Sam

Posts Tagged ‘first friday night home game’

First friday night game of the season

In Traditions on April 23, 2009 at 11:49 am

First Friday night game of the year was last week. Giants won 2-0 to snap a six game losing streak. Watching the 2009 version of the SF Giants is about as interesting as watching a fly trapped in your kitchen try to navigate its way back to the outside world……….so we spent much of the evening sipping beers from a couple of 1958 Hamms wax beer cups I had found on EBAY and looking at Casey Stengel “Old Perfessor” quotes on Lin’s I-phone. Lin was looking to enhance his profile on his company’s website with a little Stengelese. Settled on the following :

The secret of successful managing is to keep the five guys who hate you away from the four guys who haven’t made up their minds.

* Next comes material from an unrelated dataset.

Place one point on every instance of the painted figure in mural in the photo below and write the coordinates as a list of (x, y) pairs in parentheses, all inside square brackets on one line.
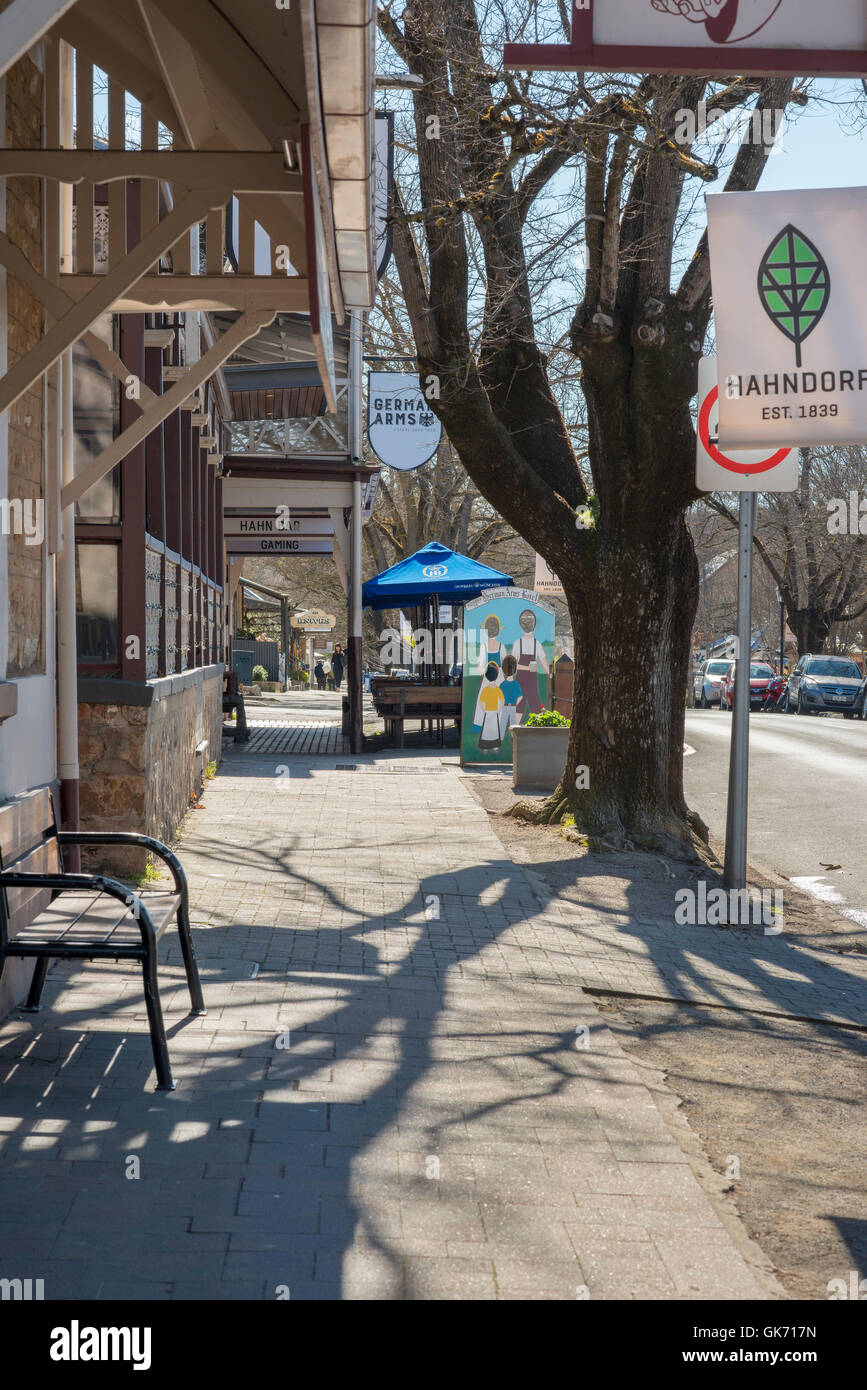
[(512, 695), (493, 651), (725, 21), (531, 660), (491, 699)]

As a kid I used to enjoy going to Friday night games at Candlestick Park. In those days night games started at 8:05 which allowed people to eat at home with their families ( at one time in America the family dinner hour was sacred ) and then head out to the ballgame. Contrast that to nowadays when most teams have a 7 pm first pitch which more or less gives fans no alternative but to eat at the ballpark, where they pay inflated prices for food. Foregoing the $ 4.00 parking lot we would park in the dirt lot on the perimeter of the stadium for a buck and then make our way to the ticket booths outside the concourse. The prices in those days: $1.00 for bleachers; $ 2.50 for upper reserve; $3.50 for lower reserve. $4.50 for a box seat. $ 4.50 today doesn’t even get you an order of fries at ATT Park.

It would get bitterly cold at Candlestick (this was before the stadium was enclosed in 1971-72) as the wind used to blow in across the outfield from the bay. We would bundle up with our thermoses and enjoy the game and the organ music between innings, which is about all a baseball game used to consist of.

Inside the ballpark the crowd was diverse. Unlike today when exorbitant ticket pricing has created a caste system at the ballpark, at the old Candlestick Park dishwashers with the buying power to afford a $ 3.50 ticket would sit side by side with lawyers and engage in conversation while watching the game. For a 12 year old kid like myself the diversity was a fleeting escape from the homogeneity of the suburbs , but valuable social education nevertheless. In a society struggling to be fair baseball was the great equalizer. Not any more. I don’t know the last time I sat next to a black person at a baseball game. A sad commentary on our society, and on our National Pastime, I believe.

Final thought on this post: Was reminiscing with Lin about the old days when ballpark Cokes came in waxed cups with cellophane lids. Remember those ? The lids were heat sealed on the cups and crackled loudly when you poked your finger thorough them. Those cups have disappeared meaning, I guess, that not everything about going to a ballgame nowadays is to be lamented. And beer used to be poured in the stands while you kept one eye on the game. It was only $ 0.75 then. Now it is $ 9.00.